Pool Gate Safety Checklist

April 11, 2022
D&D Technologies and the National Drowning Prevention Alliance have joined for the Check Your Pool Gate Month campaign in May.

Drowning is the leading cause of death in children ages 1–4 years, and the majority of the children who drown in swimming pools most commonly gain access to the pool area through a faulty fence or gate. 

Combined with constant child supervision and other layers of protection, physically checking your pool gate and maintaining your pool gate regularly to ensure it self-closes and self-latches at all times could help to prevent drownings. You shouldn’t be able to open a gate without activating the release mechanism, which should be out of the reach of toddlers. In addition, the gate should close and latch without assistance.
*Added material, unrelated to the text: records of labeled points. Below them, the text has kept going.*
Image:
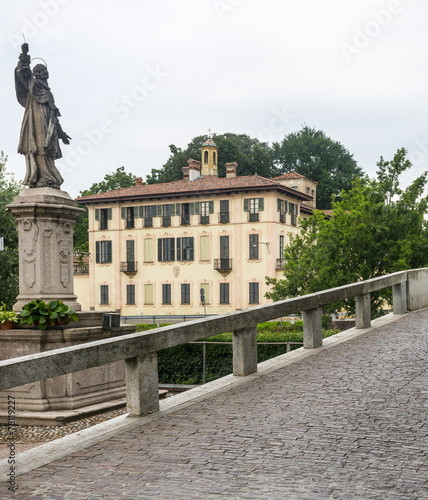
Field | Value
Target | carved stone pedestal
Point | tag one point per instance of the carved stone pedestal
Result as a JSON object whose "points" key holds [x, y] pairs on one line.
{"points": [[45, 219]]}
D&D Technologies, the inventor and manufacturer of the MagnaLatch Pool Safety Gate Latch, has joined with the National Drowning Prevention Alliance (NDPA) to establish the Check Your Pool Gate Month campaign during May. The initiative was created to remind pool owners of the vital necessity to ensure pool fences, gates, latches and hinges are secure, operate correctly and incorporate multiple layers of protection to help to secure the pool area from unauthorized entry. Every pool owner should be confident they have a safe swimming zone.  

“Our goal with Check Your Pool Gate Month is to educate pool owners about pool safety and to encourage them to check their pool surroundings not once a year, but regularly,” says Jim Paterson, D&D’s senior vice president of sales and marketing.

It’s critical to check your local pool codes for compliance, because local codes might vary.  

A few minutes is all it takes for pool owners to check that their pool fences and gates are in good working order. This simple routine done regularly could help to save the life of a child. 

Pool Gate Safety Checklist

●       Gates should open outward, away from the pool.

●       The latch-release knob should be out of reach of toddlers under 5 years of age. (Check local codes or standards for minimum requirements.)

●       Fencing should be at a minimum height to comply with your region and encompass the pool area. (Check local codes or standards for minimum requirements.)

●       Gates must be self-closing and self-latching.

●       The fence perimeter should have adequate distance from other climbable objects or structures.

●       Gate hinges should be reliable, tension-adjustable,  self-closing  and rust-free.

●       The latch can’t be key-locked in the “open” position.

●       The latch can’t be opened through the use of implements or force.

●       The latch must be adjustable horizontally and vertically to accommodate gate movement.

●       Maximum clearance from the finished ground surface should be no more than 4 inches (100mm).

●       The gate should latch from any position.

●       The gate must comply with all relevant codes or standards and legislation for pool safety.